Anemones sting by explosively firing tiny, coiled, venomous harpoons from stinging cells called nematocytes. Using a microscope, the researchers counted and compared how many nematocytes fired between the mucus treatments. They found mucus from clownfish partners – but not from unacquainted fish – reduced nematocyte firing.

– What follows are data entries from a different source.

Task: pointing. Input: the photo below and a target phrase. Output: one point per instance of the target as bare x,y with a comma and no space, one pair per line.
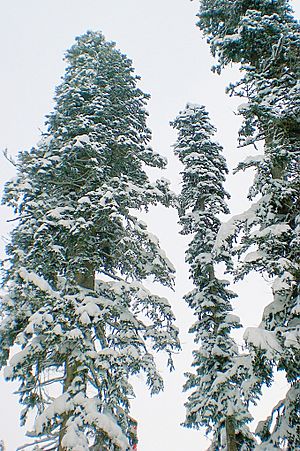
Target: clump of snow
263,339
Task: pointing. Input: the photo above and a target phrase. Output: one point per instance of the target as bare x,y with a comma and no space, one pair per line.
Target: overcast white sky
174,62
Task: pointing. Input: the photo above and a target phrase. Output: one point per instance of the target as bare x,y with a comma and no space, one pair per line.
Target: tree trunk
230,434
85,280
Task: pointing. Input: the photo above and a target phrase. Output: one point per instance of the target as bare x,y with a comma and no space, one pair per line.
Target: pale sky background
173,60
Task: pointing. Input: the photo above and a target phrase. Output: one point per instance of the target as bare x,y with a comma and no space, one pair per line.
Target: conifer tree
220,386
76,306
264,38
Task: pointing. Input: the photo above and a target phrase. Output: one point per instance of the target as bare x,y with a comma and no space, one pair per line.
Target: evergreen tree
264,38
75,303
220,387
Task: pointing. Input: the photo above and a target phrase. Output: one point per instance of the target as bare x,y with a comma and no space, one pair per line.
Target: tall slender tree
264,38
219,399
75,304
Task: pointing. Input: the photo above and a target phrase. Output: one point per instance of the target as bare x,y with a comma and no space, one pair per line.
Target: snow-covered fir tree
76,306
220,385
264,38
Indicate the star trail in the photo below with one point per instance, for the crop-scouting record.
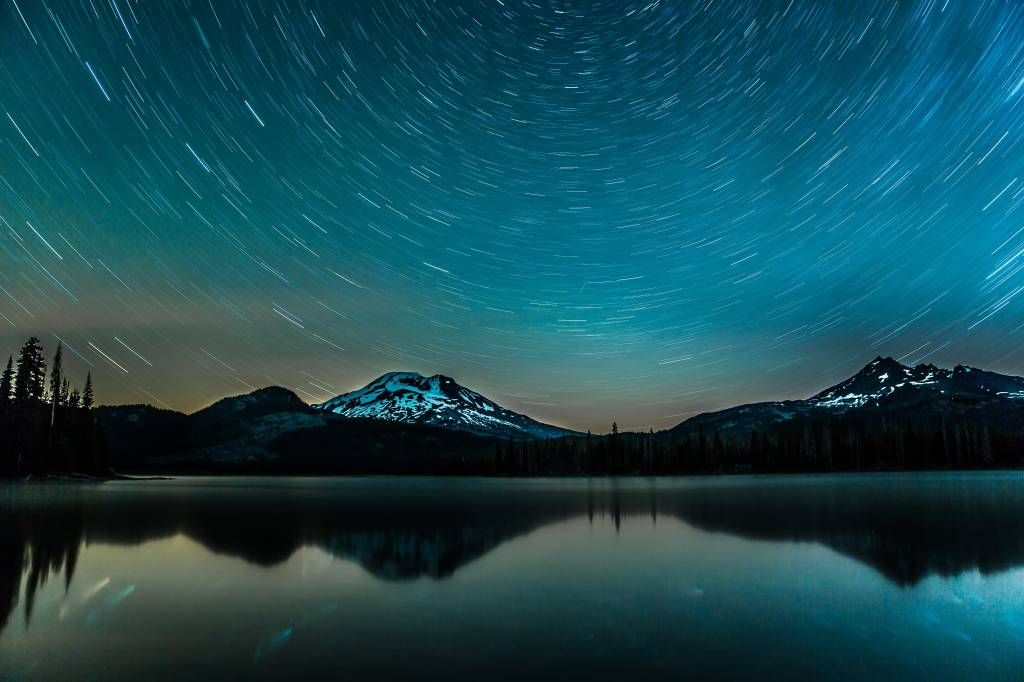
(588, 211)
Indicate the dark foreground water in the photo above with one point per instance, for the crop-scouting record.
(369, 579)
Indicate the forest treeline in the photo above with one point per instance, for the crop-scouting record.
(47, 425)
(825, 443)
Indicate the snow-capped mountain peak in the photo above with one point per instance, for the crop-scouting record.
(885, 380)
(436, 400)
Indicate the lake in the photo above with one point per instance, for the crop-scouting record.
(850, 577)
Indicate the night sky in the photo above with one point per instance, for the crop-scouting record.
(586, 211)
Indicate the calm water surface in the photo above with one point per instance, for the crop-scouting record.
(369, 579)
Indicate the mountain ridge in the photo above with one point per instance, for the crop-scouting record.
(436, 400)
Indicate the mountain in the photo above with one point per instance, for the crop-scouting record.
(888, 415)
(436, 400)
(883, 387)
(271, 430)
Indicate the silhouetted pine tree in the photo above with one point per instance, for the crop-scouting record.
(7, 382)
(30, 379)
(87, 398)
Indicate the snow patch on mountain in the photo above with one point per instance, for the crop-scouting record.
(436, 400)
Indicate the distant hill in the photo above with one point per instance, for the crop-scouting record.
(271, 430)
(888, 415)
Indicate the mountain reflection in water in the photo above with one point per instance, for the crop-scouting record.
(904, 526)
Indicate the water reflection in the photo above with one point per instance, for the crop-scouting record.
(906, 527)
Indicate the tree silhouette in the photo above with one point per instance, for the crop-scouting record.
(30, 379)
(87, 398)
(6, 382)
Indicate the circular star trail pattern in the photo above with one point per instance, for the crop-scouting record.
(587, 211)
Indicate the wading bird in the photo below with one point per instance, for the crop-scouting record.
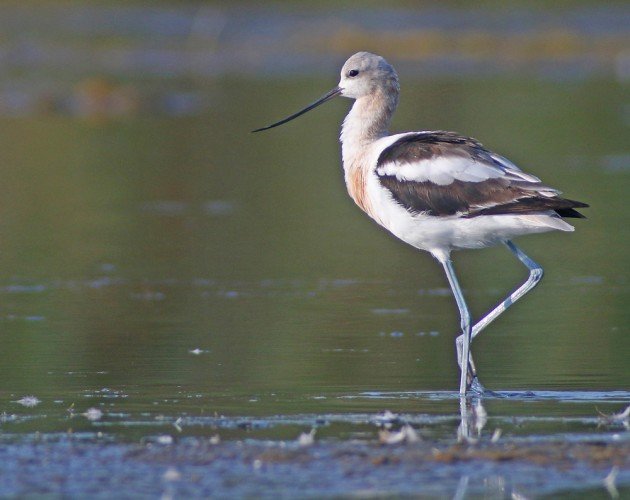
(438, 191)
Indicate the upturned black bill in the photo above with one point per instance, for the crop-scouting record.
(326, 97)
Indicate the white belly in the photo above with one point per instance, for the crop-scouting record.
(440, 235)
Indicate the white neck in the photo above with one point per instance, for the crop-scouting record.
(367, 121)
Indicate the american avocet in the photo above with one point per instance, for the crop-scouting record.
(438, 191)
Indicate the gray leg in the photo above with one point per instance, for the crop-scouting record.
(535, 275)
(465, 324)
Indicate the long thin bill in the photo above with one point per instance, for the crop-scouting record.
(326, 97)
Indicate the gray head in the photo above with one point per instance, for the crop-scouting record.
(362, 75)
(365, 73)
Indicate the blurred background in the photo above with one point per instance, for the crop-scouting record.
(152, 250)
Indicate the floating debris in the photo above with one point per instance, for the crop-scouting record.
(389, 311)
(496, 435)
(307, 438)
(164, 439)
(176, 424)
(406, 434)
(610, 482)
(387, 419)
(171, 474)
(198, 351)
(93, 414)
(622, 418)
(28, 401)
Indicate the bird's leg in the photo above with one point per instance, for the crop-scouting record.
(535, 275)
(465, 325)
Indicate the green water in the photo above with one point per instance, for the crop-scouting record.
(127, 243)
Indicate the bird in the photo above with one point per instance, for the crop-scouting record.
(438, 191)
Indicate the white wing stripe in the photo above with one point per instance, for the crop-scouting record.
(442, 170)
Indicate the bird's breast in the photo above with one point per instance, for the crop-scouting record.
(357, 184)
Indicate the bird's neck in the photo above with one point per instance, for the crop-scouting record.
(367, 121)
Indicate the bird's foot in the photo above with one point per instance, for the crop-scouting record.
(475, 388)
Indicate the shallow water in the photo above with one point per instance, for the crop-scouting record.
(176, 292)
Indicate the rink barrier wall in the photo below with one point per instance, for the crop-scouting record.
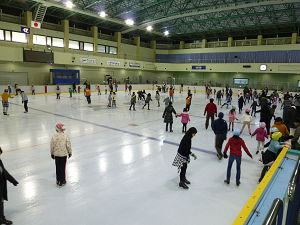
(249, 208)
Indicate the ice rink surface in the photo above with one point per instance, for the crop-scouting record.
(120, 172)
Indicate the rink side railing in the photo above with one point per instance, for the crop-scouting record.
(252, 202)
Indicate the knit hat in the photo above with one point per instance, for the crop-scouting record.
(276, 136)
(262, 125)
(60, 127)
(236, 132)
(221, 115)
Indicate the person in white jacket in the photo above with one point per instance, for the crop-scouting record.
(247, 120)
(60, 149)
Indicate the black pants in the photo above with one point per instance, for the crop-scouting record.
(167, 124)
(60, 163)
(25, 105)
(183, 172)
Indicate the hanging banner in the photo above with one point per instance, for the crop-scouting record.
(113, 63)
(88, 61)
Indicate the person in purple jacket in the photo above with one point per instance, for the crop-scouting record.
(261, 134)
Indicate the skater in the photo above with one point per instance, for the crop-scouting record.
(220, 130)
(4, 177)
(232, 118)
(261, 134)
(188, 102)
(183, 156)
(247, 120)
(168, 118)
(157, 97)
(147, 101)
(25, 101)
(88, 95)
(5, 103)
(210, 111)
(70, 91)
(132, 101)
(185, 118)
(32, 90)
(235, 143)
(60, 147)
(57, 92)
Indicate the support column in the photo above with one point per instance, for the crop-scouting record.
(204, 43)
(65, 27)
(137, 41)
(94, 30)
(259, 39)
(230, 42)
(28, 19)
(118, 40)
(153, 47)
(294, 38)
(181, 45)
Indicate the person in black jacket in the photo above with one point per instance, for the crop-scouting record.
(4, 177)
(220, 130)
(183, 156)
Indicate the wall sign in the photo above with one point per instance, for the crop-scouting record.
(113, 63)
(88, 61)
(198, 67)
(134, 65)
(25, 30)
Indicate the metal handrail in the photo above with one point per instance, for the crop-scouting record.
(294, 180)
(273, 212)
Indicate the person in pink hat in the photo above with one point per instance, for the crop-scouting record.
(261, 135)
(60, 148)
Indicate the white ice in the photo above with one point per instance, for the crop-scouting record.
(115, 177)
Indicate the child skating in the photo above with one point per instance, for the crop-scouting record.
(183, 156)
(235, 144)
(185, 118)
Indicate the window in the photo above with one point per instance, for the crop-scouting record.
(58, 42)
(112, 50)
(101, 48)
(88, 47)
(7, 35)
(74, 44)
(39, 40)
(2, 35)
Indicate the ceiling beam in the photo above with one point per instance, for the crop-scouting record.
(242, 6)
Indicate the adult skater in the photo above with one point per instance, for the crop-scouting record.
(183, 156)
(235, 143)
(4, 177)
(60, 148)
(220, 130)
(168, 117)
(210, 111)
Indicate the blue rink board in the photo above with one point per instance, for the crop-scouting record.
(275, 189)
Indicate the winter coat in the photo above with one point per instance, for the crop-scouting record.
(282, 128)
(236, 145)
(60, 145)
(220, 126)
(185, 118)
(261, 134)
(168, 117)
(4, 177)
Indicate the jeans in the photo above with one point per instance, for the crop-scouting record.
(238, 160)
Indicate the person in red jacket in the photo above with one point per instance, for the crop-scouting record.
(210, 111)
(235, 143)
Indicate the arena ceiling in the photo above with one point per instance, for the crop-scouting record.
(185, 20)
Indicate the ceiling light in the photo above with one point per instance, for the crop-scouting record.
(102, 14)
(69, 4)
(149, 28)
(129, 22)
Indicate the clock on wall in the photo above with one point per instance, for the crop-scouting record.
(263, 67)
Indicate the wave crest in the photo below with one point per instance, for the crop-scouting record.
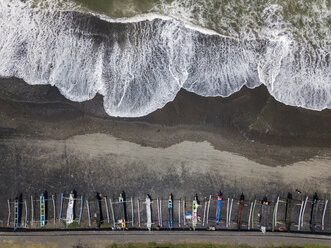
(140, 66)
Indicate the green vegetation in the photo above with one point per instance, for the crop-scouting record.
(12, 244)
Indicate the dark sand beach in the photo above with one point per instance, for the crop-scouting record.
(245, 143)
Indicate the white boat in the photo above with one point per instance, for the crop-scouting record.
(149, 212)
(70, 210)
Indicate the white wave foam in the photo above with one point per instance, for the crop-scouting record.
(139, 64)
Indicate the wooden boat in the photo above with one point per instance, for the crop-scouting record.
(70, 210)
(195, 206)
(42, 211)
(149, 212)
(241, 210)
(218, 210)
(171, 212)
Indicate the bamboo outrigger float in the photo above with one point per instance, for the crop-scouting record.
(313, 213)
(42, 211)
(218, 210)
(171, 211)
(149, 212)
(70, 214)
(241, 211)
(16, 213)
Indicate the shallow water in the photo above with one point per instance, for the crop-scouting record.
(139, 54)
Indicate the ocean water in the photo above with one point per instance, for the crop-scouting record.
(139, 53)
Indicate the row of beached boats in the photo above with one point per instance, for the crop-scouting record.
(286, 213)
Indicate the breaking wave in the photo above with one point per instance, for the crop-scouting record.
(139, 63)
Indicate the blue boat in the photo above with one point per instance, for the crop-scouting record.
(219, 205)
(42, 211)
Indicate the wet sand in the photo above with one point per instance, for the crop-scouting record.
(245, 143)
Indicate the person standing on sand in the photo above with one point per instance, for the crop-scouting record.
(264, 215)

To figure out why, the researchers analysed how glycans – chains of sugars that attach to proteins – and fats in the mucus changed as the clownfish acclimated to their host. Three weeks into a symbiotic partnership, the mucus’s chemical profile had shifted substantially. In particular, the concentrations of seven different types of glycans had changed. Getting rid of glycans or otherwise tweaking them may be one way to suppress the nematocytes’ firing, says Burke da Silva.
Alonso Delgado at The Ohio State University wonders if other anemone symbiotes, such as anemone shrimp (Ancylomenes magnificus), use a similar glycan method to stymie stings, or if they have evolved different strategies.
Additional strategies could also be at play in clownfish. The glycan change is slow and reverts within a day of the partners being split up. Instead, the fish may use an unknown chemical strategy in the very beginning to get initial access to the anemone.